After working too hard (by my low standards) and waiting in for parcels and couriers, I finally cracked and dropped everything to head for a low and clear river with a couple of pints of maggots and a tip rod. Although I thought the river was at NSL last time I fished a week of dry weather showed I had been mistaken by about a foot.
What a waste of time the maggots were! I got bites okay, but the one fish I hooked was a minnow. When it came to dusk the bites dried up. At least I could see my newly painted rod rest heads in the low light!
Luckily I had taken my barbel gear too. When I say luckily, no luck was involved whatsoever! I have almost as little patience with quiver tipping as I do with float fishing. Although I plan on doing some serious tip fishing this winter if conditions are favourable. I've told myself that before though...
Just before it got properly dark a barbel of about a pound and a half hung itself on a single 8mm pellet. Then when it was properly dark I wound the other rod in to find I'd been slimed. An eel of about a pound, yet again hooked in the back. As I was stripping snot off my line I heard the other reel zip into life as another barbel made off with the pellet snake I had swapped over to. This fish fell off, but the bait was taken almost straight away on the recast by a barbel about twice the size of the first one.
Quarter to nine and the same rod, after a chub bite that didn't stop (suggesting a hooked chub), produced the smallest barbel of the season so far - maybe one whole pound. This was a bit grim. I chucked the snake further across the river. After five minutes it was away resulting in a leviathan that was easily six pounds!

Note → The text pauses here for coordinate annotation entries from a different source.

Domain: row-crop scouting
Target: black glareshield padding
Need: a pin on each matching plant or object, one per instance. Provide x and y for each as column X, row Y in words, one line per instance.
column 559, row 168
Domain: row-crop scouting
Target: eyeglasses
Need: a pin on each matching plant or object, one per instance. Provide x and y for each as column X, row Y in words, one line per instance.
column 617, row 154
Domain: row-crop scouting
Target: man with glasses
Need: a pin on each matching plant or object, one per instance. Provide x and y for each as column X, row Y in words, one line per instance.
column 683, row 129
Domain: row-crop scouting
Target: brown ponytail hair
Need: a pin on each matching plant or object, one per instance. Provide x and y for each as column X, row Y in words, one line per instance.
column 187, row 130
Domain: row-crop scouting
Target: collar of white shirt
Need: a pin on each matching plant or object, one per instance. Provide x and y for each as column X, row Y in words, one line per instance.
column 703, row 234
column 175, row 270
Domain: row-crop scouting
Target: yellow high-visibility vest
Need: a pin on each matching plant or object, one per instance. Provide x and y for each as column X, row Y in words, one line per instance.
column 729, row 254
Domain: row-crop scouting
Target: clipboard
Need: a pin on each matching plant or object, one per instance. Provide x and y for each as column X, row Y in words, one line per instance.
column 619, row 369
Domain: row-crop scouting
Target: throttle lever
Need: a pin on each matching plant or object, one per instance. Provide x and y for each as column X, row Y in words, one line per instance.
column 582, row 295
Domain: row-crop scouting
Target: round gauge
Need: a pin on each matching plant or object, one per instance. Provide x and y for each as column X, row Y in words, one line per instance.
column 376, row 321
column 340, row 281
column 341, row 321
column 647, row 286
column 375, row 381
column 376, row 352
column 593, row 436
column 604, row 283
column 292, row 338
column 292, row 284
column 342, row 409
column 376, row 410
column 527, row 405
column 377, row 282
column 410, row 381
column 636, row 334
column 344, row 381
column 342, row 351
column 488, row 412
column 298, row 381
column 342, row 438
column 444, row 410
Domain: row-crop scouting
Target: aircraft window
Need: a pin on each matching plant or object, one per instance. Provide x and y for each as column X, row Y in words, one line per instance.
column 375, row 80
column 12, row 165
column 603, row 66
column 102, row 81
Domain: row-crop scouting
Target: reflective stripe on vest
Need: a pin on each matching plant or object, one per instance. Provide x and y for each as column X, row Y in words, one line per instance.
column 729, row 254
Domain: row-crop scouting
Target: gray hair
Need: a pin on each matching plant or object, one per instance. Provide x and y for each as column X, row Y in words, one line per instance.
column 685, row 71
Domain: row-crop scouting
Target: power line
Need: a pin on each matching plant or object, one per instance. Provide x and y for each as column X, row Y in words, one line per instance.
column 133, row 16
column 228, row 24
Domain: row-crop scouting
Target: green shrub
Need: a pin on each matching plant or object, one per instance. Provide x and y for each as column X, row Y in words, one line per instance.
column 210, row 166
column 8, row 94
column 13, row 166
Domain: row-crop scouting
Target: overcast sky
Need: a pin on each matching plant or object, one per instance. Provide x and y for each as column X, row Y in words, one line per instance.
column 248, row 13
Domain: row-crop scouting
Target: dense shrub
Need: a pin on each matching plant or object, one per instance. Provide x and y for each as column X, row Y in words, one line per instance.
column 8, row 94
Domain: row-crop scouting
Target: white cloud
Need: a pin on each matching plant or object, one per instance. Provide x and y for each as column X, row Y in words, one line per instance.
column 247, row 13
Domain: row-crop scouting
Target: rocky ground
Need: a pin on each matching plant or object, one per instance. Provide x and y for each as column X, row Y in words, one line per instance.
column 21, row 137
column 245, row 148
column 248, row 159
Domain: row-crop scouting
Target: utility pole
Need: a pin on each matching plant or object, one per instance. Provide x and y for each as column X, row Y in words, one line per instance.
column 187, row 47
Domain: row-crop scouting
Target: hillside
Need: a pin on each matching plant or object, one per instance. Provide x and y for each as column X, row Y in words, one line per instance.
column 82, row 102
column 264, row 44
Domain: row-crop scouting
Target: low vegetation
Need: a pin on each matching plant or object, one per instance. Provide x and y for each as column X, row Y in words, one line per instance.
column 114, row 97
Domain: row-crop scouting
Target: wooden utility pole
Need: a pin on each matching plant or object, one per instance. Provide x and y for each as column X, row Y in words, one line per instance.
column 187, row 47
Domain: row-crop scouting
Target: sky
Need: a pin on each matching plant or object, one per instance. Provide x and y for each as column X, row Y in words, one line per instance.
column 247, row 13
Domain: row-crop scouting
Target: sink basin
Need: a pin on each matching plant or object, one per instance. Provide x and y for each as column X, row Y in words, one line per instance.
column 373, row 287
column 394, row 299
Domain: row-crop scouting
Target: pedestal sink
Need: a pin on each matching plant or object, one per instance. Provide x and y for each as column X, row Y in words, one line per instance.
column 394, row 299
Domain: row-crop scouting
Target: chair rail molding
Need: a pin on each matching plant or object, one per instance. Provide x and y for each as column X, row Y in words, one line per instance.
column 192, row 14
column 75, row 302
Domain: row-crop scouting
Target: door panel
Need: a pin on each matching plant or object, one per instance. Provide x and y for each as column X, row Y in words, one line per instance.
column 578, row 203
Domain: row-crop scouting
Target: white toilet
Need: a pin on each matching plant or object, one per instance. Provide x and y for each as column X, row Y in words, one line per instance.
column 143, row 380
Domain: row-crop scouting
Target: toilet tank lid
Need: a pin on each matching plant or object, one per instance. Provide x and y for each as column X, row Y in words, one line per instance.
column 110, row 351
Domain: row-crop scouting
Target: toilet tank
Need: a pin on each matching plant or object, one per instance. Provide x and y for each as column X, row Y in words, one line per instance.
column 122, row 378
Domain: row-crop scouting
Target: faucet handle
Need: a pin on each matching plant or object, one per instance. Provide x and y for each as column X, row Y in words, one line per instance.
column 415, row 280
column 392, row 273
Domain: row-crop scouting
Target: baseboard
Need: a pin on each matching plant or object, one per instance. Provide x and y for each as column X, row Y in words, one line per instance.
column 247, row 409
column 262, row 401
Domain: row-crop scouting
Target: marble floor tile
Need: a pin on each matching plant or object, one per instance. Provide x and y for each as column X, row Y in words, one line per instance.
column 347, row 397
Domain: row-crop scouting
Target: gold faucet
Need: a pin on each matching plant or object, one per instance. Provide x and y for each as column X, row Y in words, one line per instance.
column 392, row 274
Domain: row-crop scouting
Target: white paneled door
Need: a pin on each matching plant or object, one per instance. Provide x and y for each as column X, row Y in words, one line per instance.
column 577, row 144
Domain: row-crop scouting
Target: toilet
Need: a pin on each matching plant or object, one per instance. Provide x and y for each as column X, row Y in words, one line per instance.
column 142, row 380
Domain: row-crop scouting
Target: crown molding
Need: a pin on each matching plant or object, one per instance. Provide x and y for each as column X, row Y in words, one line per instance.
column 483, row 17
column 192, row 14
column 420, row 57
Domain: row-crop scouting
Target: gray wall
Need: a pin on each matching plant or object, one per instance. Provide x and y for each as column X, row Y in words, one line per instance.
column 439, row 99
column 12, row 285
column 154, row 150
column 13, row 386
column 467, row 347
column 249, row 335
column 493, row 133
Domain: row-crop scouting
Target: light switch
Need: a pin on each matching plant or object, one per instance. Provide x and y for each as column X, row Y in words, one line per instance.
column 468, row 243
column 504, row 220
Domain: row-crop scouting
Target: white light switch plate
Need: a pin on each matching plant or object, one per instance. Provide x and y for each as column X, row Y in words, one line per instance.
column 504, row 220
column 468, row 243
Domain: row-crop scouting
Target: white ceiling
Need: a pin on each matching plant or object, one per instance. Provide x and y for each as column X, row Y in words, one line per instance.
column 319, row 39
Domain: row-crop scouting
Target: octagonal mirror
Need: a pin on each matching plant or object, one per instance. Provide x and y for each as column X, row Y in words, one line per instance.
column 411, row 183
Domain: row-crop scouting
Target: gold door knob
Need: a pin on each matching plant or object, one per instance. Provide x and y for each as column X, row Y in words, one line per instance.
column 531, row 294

After losing an end rig I stuck two 15mm Tuna Wraps on the upstream rod, for no other reason than the only spare rig I had made up had a big hook and a long hair. After a long wait the rod tip started dancing. I picked the rod up and there was a fish on, probably a chub as it wasn't going anywhere. Then it felt the pull of the rod and headed downstream at a considerable rate of knots. A brief but spirited fight ensued and I had something worth weighing in the net. As I was wringing the water from the sling the downstream rod took off. This was another schoolie, unhooked in the water like all the others. The one I weighed was a nice solid fish. Too short to go doubles, but one that made the night worthwhile. Half an hour later another little one came along to a single 8mm crab pellet.
Sometime back I posted a picture of the landing net attachment of a zinger for my forceps. Not long after that post it exploded into its constituent parts and, Humpty Dumptylike, refused to be put back together again! The next attempt was a coiled plastic 'spring' which worked well, but stretched - rather defeating the object of the exercise. I might just as well have used string after a few weeks. The MkIII version is made of hollow pole elastic - which is amazingly streeeeetchy! Early days, but having the forceps on the net does save a lot of messing about. The rubber band retainer needs some refinement!
The day had been cloudless and warm. Even with a starry sky it stayed quite mild, and when the cloud cover came in after eleven it warmed up. I wound the rods in at half eleven and spent a while in another swim with one of them. All that resulted were a few fast chub bites.
It's good fun catching a few when you haven't been out for a while, but I really must try to get a session in somewhere that's more of a challenge.
Oh well, the PAC Convention looms on Saturday. Up early, long drive there, set up my stall, spend all day on my feet talking fishing, pack up, long drive home. If you are attending the Convention come and say hello.